Rasulullah menjelaskan bahwa; “Barang siapa yang berpuasa selama ramadhan dengan penuh keimanan dan perhitungan, maka akan dihapus semua dosanya yang telah lalu” (al-Hadist). Makna penuh keimanan adalah melaksanakan proses ibadah puasa benar-benar total karena Alllah SWT, sedangkan penuh perhitungan adalah benar-benar memanfaatkan kelebihan dan keagungan bulan ramadhan untuk mendidik diri sehingga menjadi pribadi takwa.
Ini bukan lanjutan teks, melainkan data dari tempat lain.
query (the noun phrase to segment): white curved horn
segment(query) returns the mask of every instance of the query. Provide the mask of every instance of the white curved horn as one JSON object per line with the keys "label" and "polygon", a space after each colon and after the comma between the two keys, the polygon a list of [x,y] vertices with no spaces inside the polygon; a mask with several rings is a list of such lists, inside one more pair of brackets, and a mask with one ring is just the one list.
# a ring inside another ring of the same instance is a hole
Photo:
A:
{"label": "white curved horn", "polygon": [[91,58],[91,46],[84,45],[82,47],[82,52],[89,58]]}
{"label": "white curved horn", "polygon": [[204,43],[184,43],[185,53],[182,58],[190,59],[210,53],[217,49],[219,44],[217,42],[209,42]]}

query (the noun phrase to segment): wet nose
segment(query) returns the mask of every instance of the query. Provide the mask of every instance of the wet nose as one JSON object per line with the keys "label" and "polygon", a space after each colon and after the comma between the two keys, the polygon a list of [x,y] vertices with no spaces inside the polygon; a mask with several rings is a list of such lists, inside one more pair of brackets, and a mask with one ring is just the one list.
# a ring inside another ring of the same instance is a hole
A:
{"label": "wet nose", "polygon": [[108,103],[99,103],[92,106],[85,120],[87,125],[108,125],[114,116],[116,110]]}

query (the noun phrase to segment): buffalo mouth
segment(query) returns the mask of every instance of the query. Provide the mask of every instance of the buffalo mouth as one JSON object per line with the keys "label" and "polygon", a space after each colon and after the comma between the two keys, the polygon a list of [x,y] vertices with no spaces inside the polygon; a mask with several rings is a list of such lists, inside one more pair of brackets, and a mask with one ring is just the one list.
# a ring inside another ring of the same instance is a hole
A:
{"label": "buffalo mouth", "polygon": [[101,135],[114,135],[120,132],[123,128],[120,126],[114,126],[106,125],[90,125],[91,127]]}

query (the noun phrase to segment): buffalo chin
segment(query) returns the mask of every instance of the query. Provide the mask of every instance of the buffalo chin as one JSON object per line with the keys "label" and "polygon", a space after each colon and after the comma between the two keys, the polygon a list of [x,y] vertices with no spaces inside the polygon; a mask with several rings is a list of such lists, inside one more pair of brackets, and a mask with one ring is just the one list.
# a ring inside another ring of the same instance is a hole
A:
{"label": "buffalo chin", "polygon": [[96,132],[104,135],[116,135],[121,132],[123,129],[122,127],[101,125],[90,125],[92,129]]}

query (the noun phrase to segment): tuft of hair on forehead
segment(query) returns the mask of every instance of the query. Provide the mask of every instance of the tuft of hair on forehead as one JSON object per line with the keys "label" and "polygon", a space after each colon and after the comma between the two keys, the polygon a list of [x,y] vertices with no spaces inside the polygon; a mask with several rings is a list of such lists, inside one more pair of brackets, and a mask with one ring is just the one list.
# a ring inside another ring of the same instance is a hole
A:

Artinya visi meraih kesucian jiwa dan membentuk pribadi takwa hanya dapat diwujudkan ketika dilakukan dengan sikap iman yang sadar dan ketekunan dalam pelaksanaan.

Puasa merupakan sebuah amal yang dilakukan dengan niat yang penuh, dan saya meyakini sesuantu yang dilakukan secara berulang-ulang dengan niat atau kesadaran yang penuh akan mampu membentuk prilaku (karakter), terlebih ini dilakukan dalam tujuannya dengan Allah yang maha merespon niat dan doa. Satu contoh sederhana, setelah beranjak dewasa si Badu menjadi seorang yang pemabuk dan pencuri di desa itu. Pertanyaannya adalah; apakah menjadi seorang pemabuk dan pencuri ini adalah cita-cita atau keinginan Si Badu dan orang tuanya, barangkali tentu tidak, karena tidak seorangpun yang menginginkan anak atau dirinya menjadi penjahat. Akan tetapi kenapa si Badu menjadi penjahat, padahal dia dan orang tuanya sendiri tak pernah niat untuk menjadin jahat.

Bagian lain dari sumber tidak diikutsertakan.